Pasukan Inggris |
Mari kita lanjut kecerita selanjutnya, session terakhir. Bagi yg belum membaca session kelima, bisa klik disini...
Kisah#15: Trial and Error Saat Mencoba Senjata
Senjata-senjata (api) yang dimiliki oleh elemen-elemen bersenjata di
Surabaya saat itu sebagian besar adalah hasil rampasan senjata Jepang.
Senjata-senjata itu, termasuk mortir, meriam, dan panser, merupakan
modal besar dalam mempertahankan kemerdekaan, bukan hanya di Surabaya
dan Jawa Timur namun juga di daerah lain seperti Jakarta, Bandung, dan
Jawa Tengah yang mendapat kiriman senjata rampasan dari Surabaya.
Namanya juga senjata hasil rampasan yang dirampas dalam suasana kacau
balau, kualitas dan jenisnya macam-macam. Persoalan lain, seringkali
banyak ketidaksesuaian antara suatu jenis bedil atau senjata dengan
amunisi yang tersedia. Oleh karena itu, bukan hal yang aneh jika
terdengar teriakan seperti ini: ”Pelurune kok kegeden? Gak iso mlebu
nang bedilku !?” (Peluruku kok kebesaran? Tidak bisa masuk ke dalam
bedilku nih!” yang terkadang disahuti oleh yang lain: ”Walah, peluruku
malah kecilik’an, lodhok iki”. (walah, malah peluruku kekecilan, jadi
longgar ini.). Kalau seperti itu, diantara mereka kemudian saling
mencoba untuk mengetahui peluru apa cocoknya ke senjata mana.
Itu baru soal kesesuaian antara jenis peluru dengan bedilnya. Belum lagi
soal mempergunakan senjata. Ini persoalan lain lagi. Selain TKR dan
Polisi Istimewa, praktis elemen-elemen bersenjata arek-arek Suroboyo
adalah milisi yang belum mahir dalam mempergunakan senjata. Namun karena
keterbatasan waktu dan tenaga, sulit juga untuk mengadakan semacam
short course cara penggunakan senjata yang baik dan benar. Terpaksalah
para pejuang itu belajar sendiri, dengan cara trial and error, cara
mempergunakan senjata seperti bagaimana cara membidik yang tepat agar
sasaran bisa dikenai.
Hal ini terus berlangsung bahkan saat pertempuran besar sudah terjadi.
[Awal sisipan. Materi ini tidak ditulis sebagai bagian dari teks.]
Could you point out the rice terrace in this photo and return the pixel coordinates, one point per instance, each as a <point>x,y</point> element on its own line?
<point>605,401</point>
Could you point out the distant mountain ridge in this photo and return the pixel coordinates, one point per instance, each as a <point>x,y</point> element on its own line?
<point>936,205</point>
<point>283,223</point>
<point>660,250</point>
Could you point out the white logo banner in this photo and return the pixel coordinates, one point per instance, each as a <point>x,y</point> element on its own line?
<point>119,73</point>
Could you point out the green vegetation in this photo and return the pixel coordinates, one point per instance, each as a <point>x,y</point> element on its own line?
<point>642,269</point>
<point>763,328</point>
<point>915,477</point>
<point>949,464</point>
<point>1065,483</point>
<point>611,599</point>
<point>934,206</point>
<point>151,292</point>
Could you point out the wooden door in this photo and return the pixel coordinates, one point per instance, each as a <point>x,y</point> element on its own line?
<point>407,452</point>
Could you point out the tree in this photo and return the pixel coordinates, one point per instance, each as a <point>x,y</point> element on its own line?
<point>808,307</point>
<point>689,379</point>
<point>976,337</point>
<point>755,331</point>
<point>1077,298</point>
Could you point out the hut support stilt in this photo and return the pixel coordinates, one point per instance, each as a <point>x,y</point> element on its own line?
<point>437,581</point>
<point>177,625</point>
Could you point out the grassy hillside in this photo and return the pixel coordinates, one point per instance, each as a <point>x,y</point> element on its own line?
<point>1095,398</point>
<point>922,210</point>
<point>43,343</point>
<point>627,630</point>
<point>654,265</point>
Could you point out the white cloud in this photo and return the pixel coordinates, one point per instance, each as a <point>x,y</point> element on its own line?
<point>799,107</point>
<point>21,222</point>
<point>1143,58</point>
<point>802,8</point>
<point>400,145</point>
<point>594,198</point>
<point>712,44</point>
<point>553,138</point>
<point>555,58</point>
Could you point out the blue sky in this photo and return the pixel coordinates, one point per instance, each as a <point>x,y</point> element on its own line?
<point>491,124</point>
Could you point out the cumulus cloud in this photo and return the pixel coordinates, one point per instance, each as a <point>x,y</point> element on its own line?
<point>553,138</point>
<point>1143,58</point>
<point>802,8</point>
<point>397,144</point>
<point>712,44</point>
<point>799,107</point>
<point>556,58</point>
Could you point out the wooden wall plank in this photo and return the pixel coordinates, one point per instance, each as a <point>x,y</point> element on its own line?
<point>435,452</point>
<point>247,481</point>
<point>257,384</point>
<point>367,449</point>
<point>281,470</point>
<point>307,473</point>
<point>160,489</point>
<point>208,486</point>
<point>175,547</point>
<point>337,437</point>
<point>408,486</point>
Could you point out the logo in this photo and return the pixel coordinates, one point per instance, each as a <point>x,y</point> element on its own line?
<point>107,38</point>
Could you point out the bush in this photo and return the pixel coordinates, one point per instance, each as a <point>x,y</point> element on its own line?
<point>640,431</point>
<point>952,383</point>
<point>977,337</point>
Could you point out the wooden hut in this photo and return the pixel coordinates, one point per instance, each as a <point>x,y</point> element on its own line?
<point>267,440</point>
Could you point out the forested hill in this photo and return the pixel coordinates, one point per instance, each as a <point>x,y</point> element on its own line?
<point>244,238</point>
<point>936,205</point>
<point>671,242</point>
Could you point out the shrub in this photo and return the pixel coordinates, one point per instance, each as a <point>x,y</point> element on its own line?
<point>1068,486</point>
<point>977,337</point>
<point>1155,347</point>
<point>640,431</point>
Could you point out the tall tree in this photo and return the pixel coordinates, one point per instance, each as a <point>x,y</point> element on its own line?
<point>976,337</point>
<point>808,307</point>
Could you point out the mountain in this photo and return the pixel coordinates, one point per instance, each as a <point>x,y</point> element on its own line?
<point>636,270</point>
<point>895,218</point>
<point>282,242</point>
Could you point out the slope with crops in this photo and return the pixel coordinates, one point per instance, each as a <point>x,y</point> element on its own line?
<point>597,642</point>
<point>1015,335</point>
Akibatnya seringkali hal ini menimbulkan insiden yang mengenaskan
seperti saat teman seperjuangan dihujani mortir hanya karena keliru
menghitung sudut elevasi tembakan. Namun terkadang juga muncul hal-hal
lucu seperti panser yang disetir dengan gaya orang mabok atau seperti
yang diceritakan oleh salah satu pejuang disela-sela istirahat.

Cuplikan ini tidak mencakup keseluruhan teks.